Well, hi, Joe. Yes, you know, we remain very bullish in being able to put out the first interim data or preliminary data from the trial. You know, as you know, we are working very closely with Pfizer Ignite, and Pfizer Ignite, we're very pleased because Pfizer Ignite is actually conducting and implementing and executing the Cardiff 004 randomized trial. We are going off of where those projections are, and we do believe that we will be able to have data to talk about. Now, keep in mind, we'll be watching the trial. It's a, you know, the trial itself is an open label trial, so we'll be able to watch the progress of that as we start to enroll patients.

We do remain confident to be able to give information sometime mid-next year.

Joe Catanzaro (Director and Senior Biotech Equity Analyst)

Okay, that's helpful. And then in terms of the actual sort of data readout, my follow-up there was whether that's triggered by something formally in the protocol as it relates to sort of number of patients and the amount of follow-up.

Mark Erlander (CEO)

No, it's not. It's really we're watching as it's open label, so it's gonna depend on the magnitude of the effect that we do see. So, but there is no trigger in the protocol.

Joe Catanzaro (Director and Senior Biotech Equity Analyst)

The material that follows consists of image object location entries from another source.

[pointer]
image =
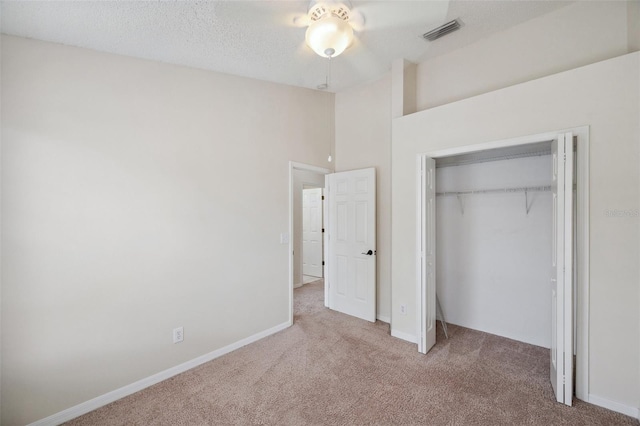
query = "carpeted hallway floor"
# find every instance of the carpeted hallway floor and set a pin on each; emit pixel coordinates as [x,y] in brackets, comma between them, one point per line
[332,369]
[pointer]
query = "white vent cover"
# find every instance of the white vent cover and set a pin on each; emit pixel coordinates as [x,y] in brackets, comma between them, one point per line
[442,30]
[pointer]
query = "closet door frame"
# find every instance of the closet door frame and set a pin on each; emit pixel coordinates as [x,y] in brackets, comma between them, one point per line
[581,286]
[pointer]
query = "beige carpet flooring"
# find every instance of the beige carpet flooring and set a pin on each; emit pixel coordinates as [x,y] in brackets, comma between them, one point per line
[332,369]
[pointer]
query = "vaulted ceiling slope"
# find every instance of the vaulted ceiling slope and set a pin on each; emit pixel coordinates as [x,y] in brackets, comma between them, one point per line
[263,39]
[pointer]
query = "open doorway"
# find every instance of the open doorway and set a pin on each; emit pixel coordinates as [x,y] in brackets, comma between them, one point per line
[303,177]
[312,234]
[566,233]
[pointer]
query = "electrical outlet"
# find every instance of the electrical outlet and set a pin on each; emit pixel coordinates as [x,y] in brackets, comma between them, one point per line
[178,335]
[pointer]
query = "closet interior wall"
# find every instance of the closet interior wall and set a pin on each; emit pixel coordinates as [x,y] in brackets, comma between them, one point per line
[494,247]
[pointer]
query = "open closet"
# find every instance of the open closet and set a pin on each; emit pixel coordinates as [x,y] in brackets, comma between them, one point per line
[494,241]
[497,245]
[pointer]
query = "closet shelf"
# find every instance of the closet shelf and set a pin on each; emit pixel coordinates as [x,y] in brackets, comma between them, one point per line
[525,189]
[494,191]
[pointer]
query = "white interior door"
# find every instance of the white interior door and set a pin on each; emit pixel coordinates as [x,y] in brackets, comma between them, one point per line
[426,249]
[352,243]
[312,232]
[562,267]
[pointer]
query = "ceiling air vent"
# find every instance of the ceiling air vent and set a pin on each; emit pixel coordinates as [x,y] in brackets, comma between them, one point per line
[442,30]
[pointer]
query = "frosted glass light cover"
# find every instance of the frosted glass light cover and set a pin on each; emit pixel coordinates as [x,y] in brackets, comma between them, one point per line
[329,32]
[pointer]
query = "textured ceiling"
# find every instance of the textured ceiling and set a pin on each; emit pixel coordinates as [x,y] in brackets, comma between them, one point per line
[263,39]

Okay, got it. That's, that's very helpful. Thanks for taking my question.

Mark Erlander (CEO)

Sure. Thanks, Joe.

Operator (participant)

Thank you. One moment for our next question. Our next question comes on the line of Andy Hsieh from William Blair.

Andy Hsieh (Senior Research Analyst, Biotechnology)

Great, yeah, thanks for taking my questions, and congratulations on all the progress. Two questions, if you don't mind. One has to do with, Mark, I believe, when you were conducting the phase I-B/2 study before, there was a strategy employed to kind of minimize the adverse event from kind of like a switching between bolus 5-FU and infusional 5-FU. I'm just curious if that strategy is also being employed in 004 and 005. And then love to hear, obviously with, you know, this expanded pipeline development plan, love to hear your thoughts on the IP strategy in terms of market exclusivity. Thank you.

Mark Erlander (CEO)

Okay, well, the first question, Andy, regarding the bolus, we're continuing to have that be an optional for the treatment arms. And but in the control arm, the FDA has asked that they consider to be standard care to have the 5-FU bolus. So, but we'll continue to do what we've done in the phase I-B/2 trial. Your second question, maybe Andy, maybe you could repeat that again, just so I make sure I answer that correctly.

Operator (participant)

Thank you. At this time, I would now like to turn the conference back over to Mark Erlander for closing remarks.

Mark Erlander (CEO)

Well, thank you all for your time, and, this concludes our conference call. And, thank you once again, for joining us this afternoon.

Operator (participant)

This concludes today's conference call. Thank you for participating. You may now disconnect.